Modeling The Fluid Flow in Low-Permeability Unconventional Reservoirs Across Scales

Date

2019-05

Authors

Yao, Shanshan

Journal Title

Journal ISSN

Volume Title

Publisher

Faculty of Graduate Studies and Research, University of Regina

Abstract

In the last decade low-permeability unconventional reservoirs (i.e., shale

and tight formations) become an increasingly important source of oil and

especially gas supply in the world. Low permeability reservoirs are characterized

with small grain sizes (m), low permeability (< 0.1mD), small porosity (<10%)

and high total organic carbon (TOC) (0.8-20wt%). The productivity of shale and

tight reservoirs heavily depends on the interaction between reservoir rock matrix

and multi-stage fractured horizontal wells (MFHWs). To predict and optimize

unconventional reservoirs’ production behavior, this study tries to model the fluid

flow across scales-from the pore scale to the reservoir- scale.

Shale matrix permeability is important in interpreting permeability

measurement experiments as well as modeling the reservoir-scale flow in shale

reservoirs. This study utilizes 2D SEM images and the process-based modeling

approach to reconstruct 3D multi-scale shale pore networks. When compared

with pore models in the literature, the pore network model is advantaged in

describing a realistic, wide range of pore size distribution from micrometer (m)

to several nanometers (nm) in a sub-millimeter-sized rock volume. The porescale

no-slip flow modeling on pore networks provides intrinsic matrix

permeabilities under the effect of multi-scale pore structures and different

geological-forming processes.

The intrinsic matrix permeability cannot fully represent the gas transport

capability of an unconventional reservoir rock when the gas flow velocity at pore

surfaces is no longer zero. Unified models are developed for the rarefied gas

flow in single conduits of various cross-sections at elevated pressure. Apparent

permeabilities are calculated with running unified models on all throats of pore

networks. The relationship among pore space structures, gas pressure and

apparent permeability reveals the limitation of Klinkenberg equation in describing

the high-pressure rarefied gas flow in shale matrix. This study further develops a

new equation of apparent permeability vs. pore pressure.

Hydrocarbon flows out of rock matrix and then flows into hydraulic fractures

then to the horizontal wellbore. Models of coupled flow in matrix and hydraulic

fractures can be applied to interpret and/or predict the flow rates/pressure at

wellbore vs. time. Distinguished from most models in the literature, this study

develops a semi-analytical model with considering the dynamic declining rates of

hydraulic fracture conductivity vs. increasing effective stress. This study

validates that ignoring such fracture stress-sensitivity can underestimate

MFHWs’ productivity at late-time stage.

Many low-permeability unconventional reservoirs have a mixture of various

conditions, such as rarefied flow, fracture and matrix stress-sensitivity, reservoir

heterogeneity and gas adsorption/desorption.
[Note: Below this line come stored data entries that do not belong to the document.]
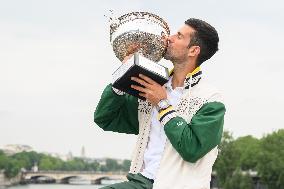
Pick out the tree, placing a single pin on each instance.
(239, 180)
(249, 149)
(271, 160)
(228, 159)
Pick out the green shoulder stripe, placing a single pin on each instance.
(192, 141)
(117, 113)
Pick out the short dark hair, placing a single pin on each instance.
(205, 36)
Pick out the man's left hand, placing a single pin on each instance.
(151, 90)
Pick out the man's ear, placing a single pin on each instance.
(194, 51)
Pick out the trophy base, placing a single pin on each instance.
(132, 68)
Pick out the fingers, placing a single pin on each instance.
(132, 49)
(140, 81)
(140, 89)
(147, 79)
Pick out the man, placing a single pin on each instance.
(179, 125)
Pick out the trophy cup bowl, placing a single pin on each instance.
(146, 31)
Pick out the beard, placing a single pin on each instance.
(168, 55)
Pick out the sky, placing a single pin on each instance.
(56, 59)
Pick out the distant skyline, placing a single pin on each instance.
(56, 59)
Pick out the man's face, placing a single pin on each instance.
(177, 50)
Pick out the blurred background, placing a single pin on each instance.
(56, 59)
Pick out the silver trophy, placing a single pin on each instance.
(145, 31)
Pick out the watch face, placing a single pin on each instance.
(163, 104)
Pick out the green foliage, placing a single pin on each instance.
(227, 160)
(239, 180)
(271, 160)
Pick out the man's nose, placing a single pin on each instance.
(170, 39)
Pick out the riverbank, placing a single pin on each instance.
(4, 182)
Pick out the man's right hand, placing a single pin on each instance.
(130, 51)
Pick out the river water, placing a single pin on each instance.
(55, 186)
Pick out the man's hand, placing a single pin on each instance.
(130, 51)
(152, 91)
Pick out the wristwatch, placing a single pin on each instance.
(163, 104)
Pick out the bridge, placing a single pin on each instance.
(65, 176)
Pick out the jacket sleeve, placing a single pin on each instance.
(117, 113)
(192, 141)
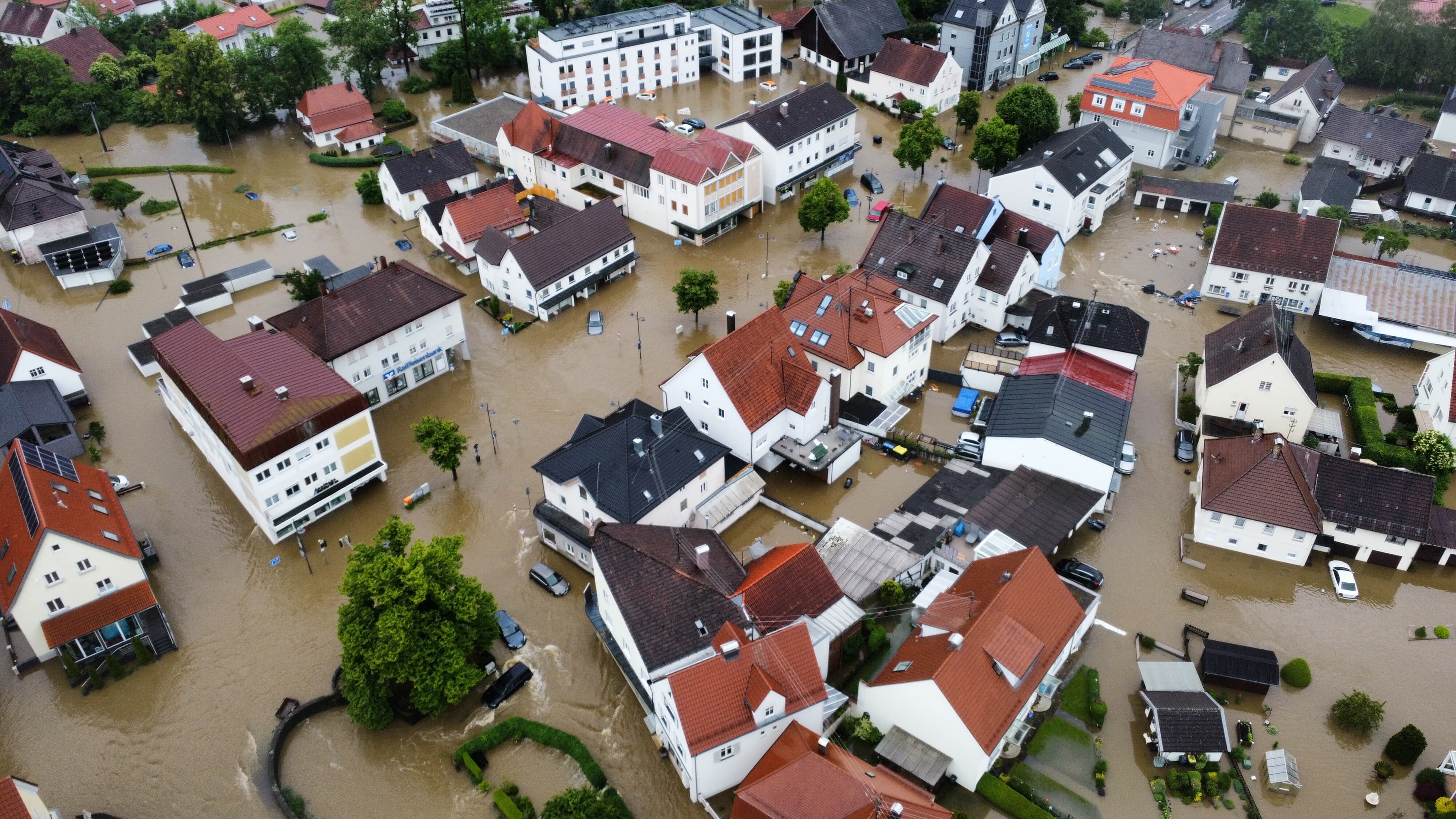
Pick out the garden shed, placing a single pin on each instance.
(1238, 666)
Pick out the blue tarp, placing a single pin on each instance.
(965, 403)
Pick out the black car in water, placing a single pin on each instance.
(1078, 572)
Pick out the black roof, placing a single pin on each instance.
(660, 591)
(622, 483)
(1110, 327)
(1052, 407)
(1330, 181)
(810, 110)
(1077, 158)
(1240, 662)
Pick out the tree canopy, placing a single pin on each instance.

In order to easily model multiple

flow phenomena, this work develops a composite methodology that combines

simple linear flow, radial flow and/or source/sink flow equations. One of this

composite method’s applications is validated by the fast and accurate composite

modeling of the fluid flow in heterogeneous unconventional reservoirs. In the

future work, the composite methodology will be applied in the modeling of gas

adsorption/desorption and the rarefied flow in stress-sensitive reservoirs.

Description

A Thesis Submitted to the Faculty of Graduate Studies and Research In Partial Fulfillment of the Requirements for the Degree of Doctor of Philosophy in Petroleum Systems Engineering, University of Regina. xxvi, 265 p.